Best Practices to Improve Your Credit Score & Interest Rate Pricing
Created On April 22, 2022 - Updated On: July 14th, 2022 by Stephanie Jones
The best way to improve your credit score is to follow the best practices listed below for raising and then maintaining, a high credit score.
A good credit score can benefit you in many ways; people with strong credit have access to a wider variety of financial options, an easier time getting a loans or credit cards and enjoy the best rates of interest on all financing products. Credit scores act like a financial report card, reporting historically on your management of debt obligations from student loans, credit cards to mortgages and solar leases.
Multiple approaches to credit management can be advantageous in the long term; here are some best practices
Pay all Obligations as Agreed
Regardless of the financing instrument; credit card, department store card, mortgage, student debt, auto loan or other installment debt; pay the obligations when due. Late payments, especially those on the largest debt obligations with payments over 30 days past due, can have a bad effect on your credit score. And the more recent the late payment, the worse the effect on credit. Pay your bills as agreed, and if there are any late payments call the creditors directly and try to reverse the late payment notice on your report.
This figure is the ratio of revolving credit balances to available credit and plays a major part in credit score calculation. For instance, if you have total available credit facilities of $100,000, and you are using $30,000, your credit utilization ratio is 30%. Improve your credit score by lowering your credit utilization ratios but note; if you close credit lines with a zero balance, your utilization ratio will rise!
Don’t Close Credit Cards
Credit scoring formulas factor in the length of your credit history; credit histories of twenty years or more are favorable. Keep credit cards open, even if they’re rarely used, to improve your credit score.
Become an Authorized User
Becoming an authorized user on someone else’s credit card account can help, there are generally no credit requirements to be added as an authorized user, making this an easily accessible option to users who are just getting started. Just make sure the account you are joining pays their obligations as agreed!
Credit Limit Increase
A higher credit limit will positively affect your credit utilization ratio, a key component of your credit scores. You can usually request a credit limit increase by calling the customer service department of the issuing creditor. They usually just want to know your salary and monthly rent or mortgage expense, they will then advise you on any increase (or decrease) to the credit limit on the card.
Identify and Resolve Credit Reporting Errors
Most errors on credit reports have an adverse effect on credit scores, even if they’re only on one credit bureau’s report. Some items such as Collection Accounts, and Charge Offs can have a very damaging effect on credit scoring, correcting these will have a positive effect immediately and, to get an error corrected, contact the original creditor to get the item removed from your credit report.
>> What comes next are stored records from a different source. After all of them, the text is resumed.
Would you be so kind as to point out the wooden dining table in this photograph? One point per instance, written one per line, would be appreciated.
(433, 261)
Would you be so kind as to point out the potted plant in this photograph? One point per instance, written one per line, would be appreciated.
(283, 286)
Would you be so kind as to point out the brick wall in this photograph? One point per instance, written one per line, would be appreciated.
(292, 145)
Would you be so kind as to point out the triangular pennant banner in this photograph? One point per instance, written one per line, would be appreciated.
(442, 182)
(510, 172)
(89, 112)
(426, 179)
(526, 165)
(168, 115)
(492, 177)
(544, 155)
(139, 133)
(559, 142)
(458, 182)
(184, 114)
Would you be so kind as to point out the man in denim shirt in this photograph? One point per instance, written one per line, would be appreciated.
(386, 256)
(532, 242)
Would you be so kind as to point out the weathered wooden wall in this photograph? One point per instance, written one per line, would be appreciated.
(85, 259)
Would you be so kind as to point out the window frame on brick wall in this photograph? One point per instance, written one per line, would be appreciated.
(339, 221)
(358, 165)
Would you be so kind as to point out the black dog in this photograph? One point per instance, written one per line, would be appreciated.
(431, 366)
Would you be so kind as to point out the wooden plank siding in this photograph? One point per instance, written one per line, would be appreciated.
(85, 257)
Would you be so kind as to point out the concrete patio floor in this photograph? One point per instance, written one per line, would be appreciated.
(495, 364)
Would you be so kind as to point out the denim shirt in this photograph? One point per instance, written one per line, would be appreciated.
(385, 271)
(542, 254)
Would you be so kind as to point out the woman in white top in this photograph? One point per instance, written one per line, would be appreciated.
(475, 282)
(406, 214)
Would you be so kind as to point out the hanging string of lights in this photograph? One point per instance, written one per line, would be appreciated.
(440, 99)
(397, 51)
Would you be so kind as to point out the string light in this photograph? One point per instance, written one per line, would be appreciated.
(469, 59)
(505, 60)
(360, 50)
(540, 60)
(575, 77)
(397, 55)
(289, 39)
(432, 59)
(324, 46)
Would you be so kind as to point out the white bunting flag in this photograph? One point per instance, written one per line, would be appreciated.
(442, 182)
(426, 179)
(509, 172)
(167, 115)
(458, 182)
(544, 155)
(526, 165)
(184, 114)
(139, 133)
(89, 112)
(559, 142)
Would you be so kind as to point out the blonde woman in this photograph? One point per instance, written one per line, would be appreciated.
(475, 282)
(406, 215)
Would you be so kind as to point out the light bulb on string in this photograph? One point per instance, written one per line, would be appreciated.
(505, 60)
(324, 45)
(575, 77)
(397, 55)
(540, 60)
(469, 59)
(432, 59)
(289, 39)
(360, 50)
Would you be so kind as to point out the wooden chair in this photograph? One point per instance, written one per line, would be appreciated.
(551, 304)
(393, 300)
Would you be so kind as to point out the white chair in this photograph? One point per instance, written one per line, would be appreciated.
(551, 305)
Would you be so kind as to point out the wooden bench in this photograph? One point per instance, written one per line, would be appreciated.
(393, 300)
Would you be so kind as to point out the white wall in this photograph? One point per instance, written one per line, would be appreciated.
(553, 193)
We suggest you check your credit only through one of the three credit bureaus: Equifax, Trans Union or Experian. For instance, you can get your free Equifax report in a variety of ways, all lined out for you here.
Be wary of soft credit pulls offered via credit agencies or banks, they often distort the true picture. What you want are formal & complete credit pulls, including the reporting data from all three of the credit bureaus, done only infrequently, such as annually.
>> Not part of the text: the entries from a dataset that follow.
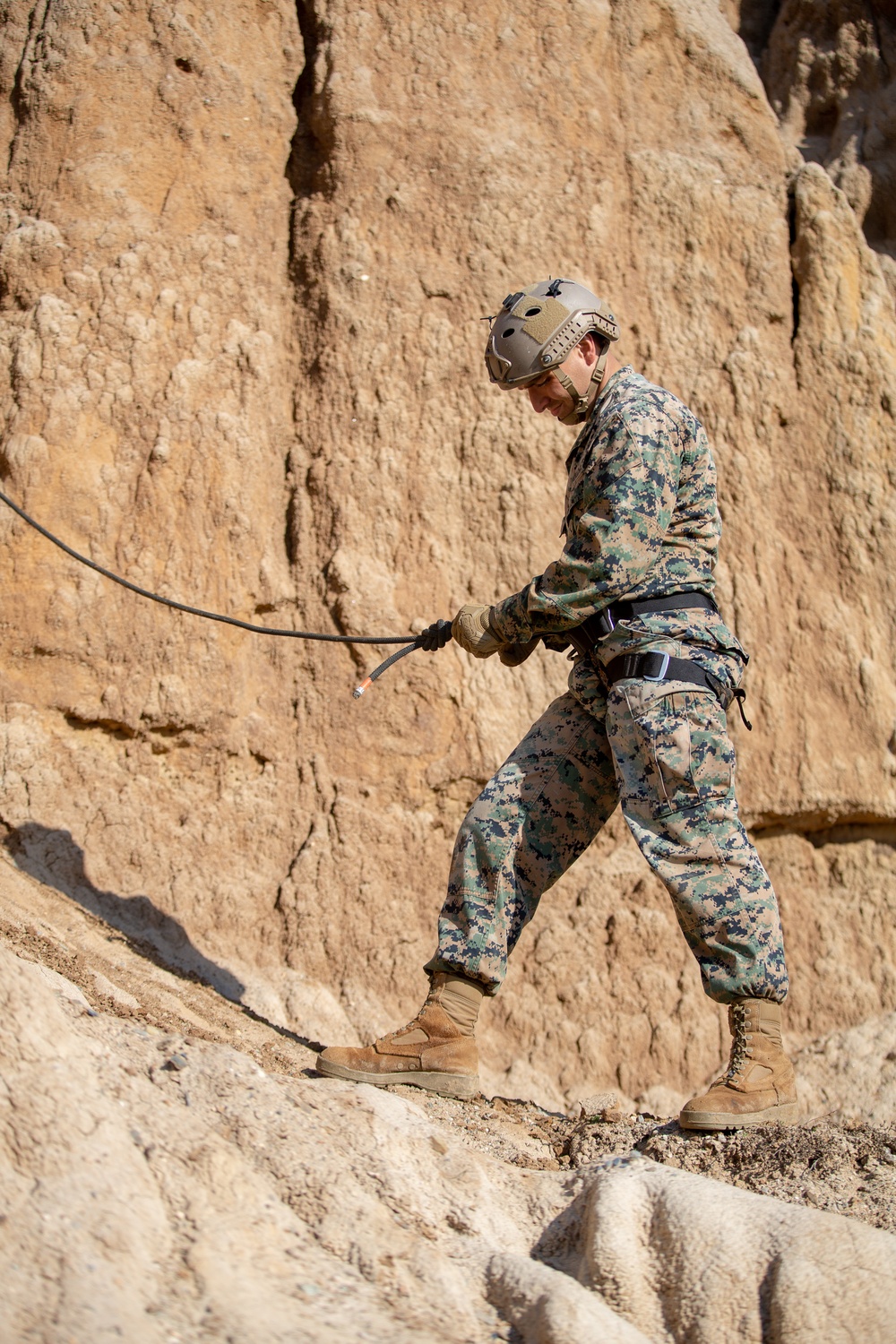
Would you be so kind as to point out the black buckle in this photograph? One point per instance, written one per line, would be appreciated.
(659, 663)
(606, 624)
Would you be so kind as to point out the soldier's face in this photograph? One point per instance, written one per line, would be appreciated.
(548, 392)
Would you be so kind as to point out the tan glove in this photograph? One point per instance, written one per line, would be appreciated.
(471, 631)
(514, 653)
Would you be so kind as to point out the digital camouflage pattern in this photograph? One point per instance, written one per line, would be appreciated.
(664, 753)
(641, 521)
(640, 516)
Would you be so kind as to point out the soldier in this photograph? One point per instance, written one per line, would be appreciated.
(642, 723)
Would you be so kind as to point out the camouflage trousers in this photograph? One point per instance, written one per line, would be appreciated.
(659, 750)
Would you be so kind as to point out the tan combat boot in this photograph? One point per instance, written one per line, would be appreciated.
(759, 1086)
(435, 1050)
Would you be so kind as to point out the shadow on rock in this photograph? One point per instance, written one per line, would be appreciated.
(53, 857)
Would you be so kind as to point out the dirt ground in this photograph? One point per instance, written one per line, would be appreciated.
(840, 1167)
(823, 1164)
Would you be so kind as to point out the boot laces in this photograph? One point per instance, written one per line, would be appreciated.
(739, 1042)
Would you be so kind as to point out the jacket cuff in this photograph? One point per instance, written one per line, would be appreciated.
(508, 620)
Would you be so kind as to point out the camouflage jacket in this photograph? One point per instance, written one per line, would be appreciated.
(641, 515)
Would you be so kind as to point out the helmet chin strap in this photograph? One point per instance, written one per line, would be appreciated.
(582, 401)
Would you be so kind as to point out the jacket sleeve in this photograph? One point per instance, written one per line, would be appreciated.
(627, 500)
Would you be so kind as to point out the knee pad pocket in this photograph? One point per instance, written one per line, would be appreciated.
(677, 753)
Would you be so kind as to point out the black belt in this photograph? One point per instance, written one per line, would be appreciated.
(584, 637)
(662, 667)
(672, 602)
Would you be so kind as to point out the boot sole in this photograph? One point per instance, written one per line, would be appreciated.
(446, 1085)
(782, 1115)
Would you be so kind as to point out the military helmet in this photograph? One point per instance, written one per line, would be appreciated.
(538, 327)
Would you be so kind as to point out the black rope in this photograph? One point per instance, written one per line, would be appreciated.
(419, 642)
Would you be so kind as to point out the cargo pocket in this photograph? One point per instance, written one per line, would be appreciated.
(686, 750)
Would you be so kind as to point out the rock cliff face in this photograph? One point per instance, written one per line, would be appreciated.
(245, 255)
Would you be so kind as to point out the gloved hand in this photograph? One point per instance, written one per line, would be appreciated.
(471, 631)
(514, 653)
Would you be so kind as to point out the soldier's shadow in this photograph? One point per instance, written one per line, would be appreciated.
(54, 859)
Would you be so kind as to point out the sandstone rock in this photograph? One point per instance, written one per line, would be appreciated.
(648, 1228)
(230, 1199)
(242, 271)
Diversify Credit Obligations
The variety of accounts types you have, for instance, home loans, auto loans and credit cards can positively affect credit scores.
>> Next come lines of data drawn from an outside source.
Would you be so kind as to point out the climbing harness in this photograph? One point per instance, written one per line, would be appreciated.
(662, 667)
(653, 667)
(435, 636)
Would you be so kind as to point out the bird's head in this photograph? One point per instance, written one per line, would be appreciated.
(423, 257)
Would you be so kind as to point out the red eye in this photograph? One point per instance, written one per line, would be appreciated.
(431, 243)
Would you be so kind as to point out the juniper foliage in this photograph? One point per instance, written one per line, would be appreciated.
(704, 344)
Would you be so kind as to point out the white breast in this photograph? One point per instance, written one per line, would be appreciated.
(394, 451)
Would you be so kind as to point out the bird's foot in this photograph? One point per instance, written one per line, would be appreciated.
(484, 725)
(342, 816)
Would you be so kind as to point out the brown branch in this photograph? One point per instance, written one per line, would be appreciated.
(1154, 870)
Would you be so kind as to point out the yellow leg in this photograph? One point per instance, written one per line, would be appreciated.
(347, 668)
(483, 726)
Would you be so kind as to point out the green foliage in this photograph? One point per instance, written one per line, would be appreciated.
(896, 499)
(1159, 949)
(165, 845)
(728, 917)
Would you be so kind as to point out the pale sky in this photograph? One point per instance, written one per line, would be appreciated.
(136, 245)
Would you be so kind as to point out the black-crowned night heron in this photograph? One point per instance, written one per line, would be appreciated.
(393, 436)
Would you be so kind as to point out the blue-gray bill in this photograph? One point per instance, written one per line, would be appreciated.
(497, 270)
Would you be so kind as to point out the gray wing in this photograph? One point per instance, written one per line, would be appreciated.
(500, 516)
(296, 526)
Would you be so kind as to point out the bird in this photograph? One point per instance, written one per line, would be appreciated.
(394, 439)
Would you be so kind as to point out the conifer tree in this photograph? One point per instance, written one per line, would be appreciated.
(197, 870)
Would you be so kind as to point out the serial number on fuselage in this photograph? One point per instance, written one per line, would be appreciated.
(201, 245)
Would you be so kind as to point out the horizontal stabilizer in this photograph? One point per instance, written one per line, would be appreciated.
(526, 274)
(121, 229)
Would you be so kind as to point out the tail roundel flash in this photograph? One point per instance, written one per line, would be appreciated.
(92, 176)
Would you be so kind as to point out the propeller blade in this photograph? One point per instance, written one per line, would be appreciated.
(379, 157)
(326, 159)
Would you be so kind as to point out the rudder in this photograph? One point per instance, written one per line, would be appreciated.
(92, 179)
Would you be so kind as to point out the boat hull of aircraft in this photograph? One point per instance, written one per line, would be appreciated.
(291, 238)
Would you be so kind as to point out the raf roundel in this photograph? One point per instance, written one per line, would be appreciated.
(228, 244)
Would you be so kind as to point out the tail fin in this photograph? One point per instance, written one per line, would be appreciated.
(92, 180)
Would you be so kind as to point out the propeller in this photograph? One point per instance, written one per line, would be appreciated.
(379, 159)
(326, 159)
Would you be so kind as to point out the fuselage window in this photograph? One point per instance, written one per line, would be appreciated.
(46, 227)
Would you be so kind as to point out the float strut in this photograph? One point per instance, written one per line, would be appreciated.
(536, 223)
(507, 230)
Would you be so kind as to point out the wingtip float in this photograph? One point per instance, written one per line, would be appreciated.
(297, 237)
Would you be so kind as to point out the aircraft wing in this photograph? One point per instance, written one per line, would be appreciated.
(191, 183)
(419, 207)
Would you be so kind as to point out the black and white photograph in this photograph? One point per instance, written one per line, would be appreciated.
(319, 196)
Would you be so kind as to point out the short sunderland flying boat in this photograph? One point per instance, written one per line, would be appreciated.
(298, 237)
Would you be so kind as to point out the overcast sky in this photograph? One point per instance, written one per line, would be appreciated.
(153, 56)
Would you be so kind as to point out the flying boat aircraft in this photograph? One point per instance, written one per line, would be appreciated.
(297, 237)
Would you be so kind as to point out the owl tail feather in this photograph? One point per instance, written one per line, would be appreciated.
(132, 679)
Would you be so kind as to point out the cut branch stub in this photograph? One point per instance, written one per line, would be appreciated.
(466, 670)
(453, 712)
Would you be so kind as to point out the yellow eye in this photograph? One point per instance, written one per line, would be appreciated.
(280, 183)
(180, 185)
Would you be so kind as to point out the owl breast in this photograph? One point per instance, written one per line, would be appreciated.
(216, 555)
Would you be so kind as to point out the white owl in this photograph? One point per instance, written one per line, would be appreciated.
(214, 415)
When a lender pulls your credit for a loan application, especially for mortgage financing, once or twice within a short period of time, it will not be damaging to your credit score. However, multiple inquiries for credit cards or installment loans can adversely affect your credit (4 or more report requests). Learning about your loan options and terms before allowing a lender to pull your credit, be watchful of inquiries, get terms in writing first, before you allow a credit pull!
Use it or Lose it!
Having at least one installment or mortgage account, along with at least one credit account (or more), is healthy for your credit. Note, we only suggest using credit as you can pay it in full each month, but whatever amount you can charge, this usage will help your score. If one were to have no installment or mortgage accounts and never charge anything on credit, your scores could drastically go downward or even not be reported if enough time passes.
There are 3 credit repositories responsible for credit scoring in the financial markets; Equifax, Experian and TransUnion. If there is enough credit established, the repositories will return a credit score when your credit report is ordered and reflect a risk score referred to as Beacon, Fair Isaac and Fico respectively. Mortgage Lenders use the middle of the 3 scores or the lower of 2 scores (if only 2 scores are returned), and if there are 2 borrowers on a transaction, the lowest middle score of the 2 are used.
Maintain best credit practices over time and make smart financial decisions and your credit scores will rise to the top and stay there. You’ll be surprised just how much better the rates and costs will be for loans & financing products that you apply for when your scores are higher.